35 241 Wijziging van de Wet op de vennootschapsbelasting 1969, de Wet inkomstenbelasting 2001 en de Wet op de dividendbelasting 1965 in verband met de implementatie van Richtlijn (EU) 2017/952 van de Raad van 29 mei 2017 tot wijziging van Richtlijn (EU) 2016/1164 wat betreft hybridemismatches met derde landen (PbEU 2016, L 144/1) (Wet implementatie tweede EU-richtlijn antibelastingontwijking)

Nr. 8 NOTA VAN WIJZIGING

Ontvangen 22 oktober 2019

Het voorstel van wet wordt als volgt gewijzigd:

1

In het opschrift wordt «(PbEU 2016, L 144/1)» vervangen door «(PbEU 2017, L 144/1)».

2

In de considerans wordt «(PbEU 2016, L 144/1)» vervangen door «(PbEU 2017, L 144/1)».

3

Artikel I, onderdeel C, wordt als volgt gewijzigd:

1. In het voorgestelde artikel 12aa, vijfde en zesde lid, wordt «zou worden toegepast indien Nederland de staat van de ontvanger was geweest» vervangen door «wordt toegepast».

2. In het voorgestelde artikel 12ab, eerste lid, wordt «zou worden toegepast indien Nederland de staat van de betaler was geweest» vervangen door «wordt toegepast».

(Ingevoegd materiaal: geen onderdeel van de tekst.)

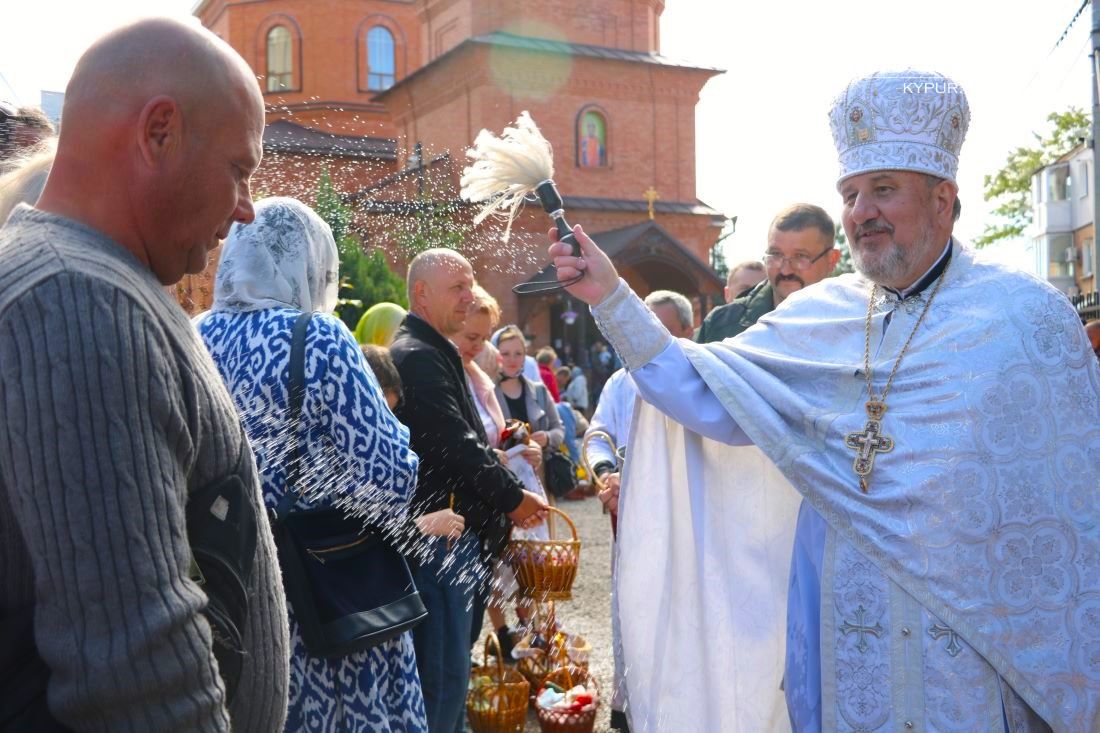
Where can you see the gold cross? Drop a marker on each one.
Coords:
(869, 442)
(860, 627)
(651, 196)
(953, 642)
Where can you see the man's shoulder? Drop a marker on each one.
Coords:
(36, 248)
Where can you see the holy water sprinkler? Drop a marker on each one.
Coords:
(507, 170)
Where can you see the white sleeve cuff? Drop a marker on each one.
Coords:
(630, 327)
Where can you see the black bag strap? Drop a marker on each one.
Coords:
(296, 392)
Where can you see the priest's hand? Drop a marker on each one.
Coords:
(443, 523)
(530, 513)
(609, 495)
(600, 276)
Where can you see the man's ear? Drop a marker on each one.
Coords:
(944, 195)
(161, 129)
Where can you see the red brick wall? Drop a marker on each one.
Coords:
(650, 110)
(631, 24)
(330, 74)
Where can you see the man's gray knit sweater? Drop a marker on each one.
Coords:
(111, 414)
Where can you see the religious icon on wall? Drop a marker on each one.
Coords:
(592, 140)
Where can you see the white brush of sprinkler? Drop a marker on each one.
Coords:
(505, 172)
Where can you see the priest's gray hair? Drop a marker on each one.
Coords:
(684, 313)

3. In het voorgestelde artikel 12ac, eerste lid, onderdeel a, wordt «vergoedingen of betalingen rechtens» vervangen door «vergoedingen, betalingen of veronderstelde betalingen rechtens» en wordt «waarbij die vergoedingen of betalingen» vervangen door «waarbij die vergoedingen, betalingen of veronderstelde betalingen». Voorts wordt «waarin die vergoedingen of betalingen» vervangen door «waarin die vergoedingen, betalingen of veronderstelde betalingen» en wordt «in de staat» vervangen door «van de staat».

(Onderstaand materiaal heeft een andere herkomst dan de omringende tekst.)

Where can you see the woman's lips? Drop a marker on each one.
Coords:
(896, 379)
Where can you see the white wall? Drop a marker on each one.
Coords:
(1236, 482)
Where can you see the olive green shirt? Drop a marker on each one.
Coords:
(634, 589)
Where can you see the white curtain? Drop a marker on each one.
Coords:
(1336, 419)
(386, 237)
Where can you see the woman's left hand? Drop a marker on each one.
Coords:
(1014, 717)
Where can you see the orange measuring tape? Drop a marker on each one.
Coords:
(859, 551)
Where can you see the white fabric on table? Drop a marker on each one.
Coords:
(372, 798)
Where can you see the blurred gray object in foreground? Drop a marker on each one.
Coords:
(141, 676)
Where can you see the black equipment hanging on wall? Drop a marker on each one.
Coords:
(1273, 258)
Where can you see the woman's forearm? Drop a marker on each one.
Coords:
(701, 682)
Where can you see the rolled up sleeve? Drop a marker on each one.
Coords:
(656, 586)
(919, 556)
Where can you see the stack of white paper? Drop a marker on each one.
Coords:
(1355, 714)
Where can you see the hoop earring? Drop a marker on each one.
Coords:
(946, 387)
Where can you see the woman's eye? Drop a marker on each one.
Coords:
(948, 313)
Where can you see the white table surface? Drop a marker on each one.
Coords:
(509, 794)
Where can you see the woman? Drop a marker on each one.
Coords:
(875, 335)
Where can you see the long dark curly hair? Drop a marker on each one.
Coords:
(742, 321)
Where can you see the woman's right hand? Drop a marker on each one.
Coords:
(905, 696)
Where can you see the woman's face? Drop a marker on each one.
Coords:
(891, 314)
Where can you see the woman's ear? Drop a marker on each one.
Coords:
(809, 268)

4. Het voorgestelde artikel 12ad, tweede lid, komt te luiden:

2. Het eerste lid is niet van toepassing voor zover in een van de bij de transactie of reeks transacties betrokken staten met betrekking tot vergoedingen of betalingen een met het eerste lid vergelijkbare bepaling wordt toegepast of een met de artikelen 12aa of 12ab vergelijkbare bepaling wordt toegepast.

Toelichting

Met deze nota van wijziging wordt een omissie in het opschrift en de considerans van het wetsvoorstel hersteld. Daarnaast worden redactionele wijzigingen aangebracht in de voorgestelde artikelen 12aa, vijfde en zesde lid, 12ab, eerste lid, en 12ac, eerste lid, onderdeel a, van de Wet op de vennootschapsbelasting 1969 (Wet Vpb 1969). Voorts wordt aan de definitie van »aftrek zonder betrekking in de heffing» in genoemd artikel 12ac, eerste lid, onderdeel a, het abusievelijk niet opgenomen «veronderstelde betalingen» toegevoegd. Hiermee wordt buiten twijfel gesteld dat een aftrek zonder betrekking in de heffing zich ook kan voordoen bij veronderstelde betalingen. Tot slot wordt de redactie van het voorgestelde artikel 12ad, tweede lid, Wet Vpb 1969 in overeenstemming gebracht met de redactie van genoemd artikel 12aa, vijfde en zesde lid. Daarbij is tevens van de gelegenheid gebruikgemaakt om in de wettekst duidelijker tot uitdrukking te brengen dat het voorgestelde artikel 12ad, tweede lid, Wet Vpb 1969 zowel ziet op een aanpassing op basis van een met het eerste lid van dat artikel vergelijkbare bepaling als op een aanpassing op basis van een met de voorgestelde artikelen 12aa of 12ab Wet Vpb 1969 vergelijkbare bepaling.

De aanpassingen in deze nota van wijziging hebben geen budgettaire gevolgen. Voor de in deze nota van wijziging opgenomen aanpassingen geldt dat de ter zake van het wetsvoorstel uitgebrachte uitvoeringstoets onverkort van kracht is. De nota van wijziging leidt niet tot bijkomende uitvoeringskosten voor de Belastingdienst.